You can also add scopes while importing, so that only specific documents will get imported.

Article.published.import

import accepts some other options like, force: true to recreate indexes, refresh: true to refresh indexes, batch_size: 100 to fetch 100 documents at a time from collection.

• Using rake

elasticsearch-rails provides a rake task for importing data. It also accepts same option as import through environment variables.

rake elasticsearch:import:model CLASS='Article' SCOPE='published'

You can use this task if you want to setup a CRON job or if you want to import all collections in one go as,

rake elasticsearch:import:all DIR=app/models

• Custom way

If you want more customization for indexing, you can implement it by yourself. For example, making asynchronous updates on document changes or making multiple operations in single request.

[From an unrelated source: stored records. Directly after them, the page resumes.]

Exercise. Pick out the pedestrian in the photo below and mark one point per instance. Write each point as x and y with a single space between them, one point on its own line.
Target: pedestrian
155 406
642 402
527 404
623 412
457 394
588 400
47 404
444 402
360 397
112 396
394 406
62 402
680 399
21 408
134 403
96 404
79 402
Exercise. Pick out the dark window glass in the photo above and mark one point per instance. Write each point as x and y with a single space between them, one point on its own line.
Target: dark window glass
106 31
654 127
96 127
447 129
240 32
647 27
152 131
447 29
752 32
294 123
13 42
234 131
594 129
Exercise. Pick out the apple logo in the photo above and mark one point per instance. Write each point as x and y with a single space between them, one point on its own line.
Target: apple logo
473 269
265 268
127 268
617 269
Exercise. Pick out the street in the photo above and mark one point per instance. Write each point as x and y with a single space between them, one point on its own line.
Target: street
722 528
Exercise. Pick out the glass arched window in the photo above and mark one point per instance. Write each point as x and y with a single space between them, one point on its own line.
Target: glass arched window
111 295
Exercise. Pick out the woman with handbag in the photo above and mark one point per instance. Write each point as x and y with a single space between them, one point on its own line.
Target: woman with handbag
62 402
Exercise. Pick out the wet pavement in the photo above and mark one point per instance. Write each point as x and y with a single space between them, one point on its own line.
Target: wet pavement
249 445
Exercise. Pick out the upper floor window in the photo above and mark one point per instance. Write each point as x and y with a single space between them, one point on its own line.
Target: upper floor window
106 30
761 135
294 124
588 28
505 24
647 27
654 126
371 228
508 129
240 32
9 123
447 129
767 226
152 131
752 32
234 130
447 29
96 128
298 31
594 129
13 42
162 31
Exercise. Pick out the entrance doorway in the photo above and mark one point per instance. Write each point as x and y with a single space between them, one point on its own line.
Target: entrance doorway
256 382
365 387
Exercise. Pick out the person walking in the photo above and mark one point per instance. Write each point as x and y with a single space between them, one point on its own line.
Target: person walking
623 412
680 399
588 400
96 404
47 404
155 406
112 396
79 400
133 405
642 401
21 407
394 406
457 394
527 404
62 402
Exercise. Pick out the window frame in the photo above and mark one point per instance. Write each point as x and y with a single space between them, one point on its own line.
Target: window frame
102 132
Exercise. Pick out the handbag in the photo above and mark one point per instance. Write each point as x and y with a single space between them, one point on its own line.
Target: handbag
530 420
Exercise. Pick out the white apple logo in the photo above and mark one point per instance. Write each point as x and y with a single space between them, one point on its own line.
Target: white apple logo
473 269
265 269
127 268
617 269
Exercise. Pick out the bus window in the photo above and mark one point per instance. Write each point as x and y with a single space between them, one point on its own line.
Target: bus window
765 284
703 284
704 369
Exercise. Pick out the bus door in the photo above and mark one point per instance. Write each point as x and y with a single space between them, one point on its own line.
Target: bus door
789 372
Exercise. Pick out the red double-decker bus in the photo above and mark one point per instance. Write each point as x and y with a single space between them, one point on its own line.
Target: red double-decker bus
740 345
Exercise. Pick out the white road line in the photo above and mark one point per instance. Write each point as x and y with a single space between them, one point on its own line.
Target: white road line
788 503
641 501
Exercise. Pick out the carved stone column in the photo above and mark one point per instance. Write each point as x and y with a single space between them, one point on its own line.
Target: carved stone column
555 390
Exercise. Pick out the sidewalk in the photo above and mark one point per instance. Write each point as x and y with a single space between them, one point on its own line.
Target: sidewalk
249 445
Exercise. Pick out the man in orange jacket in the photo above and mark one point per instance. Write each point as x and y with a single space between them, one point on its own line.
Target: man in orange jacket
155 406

If indexing data is taking more time, then below are some cases which you can consider,

  • Adding proper indexes at database side.
  • Fetching less documents in single database request as it would not acquire much of your RAM.
  • If possible, avoid eager loading of associations.
  • Disabling logs or lowering log level so that unwanted lines like database queries won’t take much of time.

♦ In pursuit of happyness 

Everything is setup, all data is imported, upsert actions are in place. Now, all you want to do is make search happen and smirk at the performance 😏. I won’t strain your read by adding some ES tutorials as there are plenty, rather I’ll be sharing some common scenarios I came across and their analogy with database queries.

• Article.published

Article.search(query: { constant_score: { filter: { term: { status: 'published' } } } }).results

I’ve used constant_score query as it boost up the performance by not caring about the document score. One more thing to note is the use of term query instead of match query, as the query is about exact match and not partial match.

Above query can also be written using filter query as,

Article.search(filter: { term: { status: 'published' } }).results

filter queries are used for simple checks of inclusion or exclusion. They are non-scoring queries which makes them faster than scoring queries. In addition, ES caches such non-scoring queries in memory for faster access if they are getting called frequently. So, you have to be careful about choosing in between query and filter depending upon the use case.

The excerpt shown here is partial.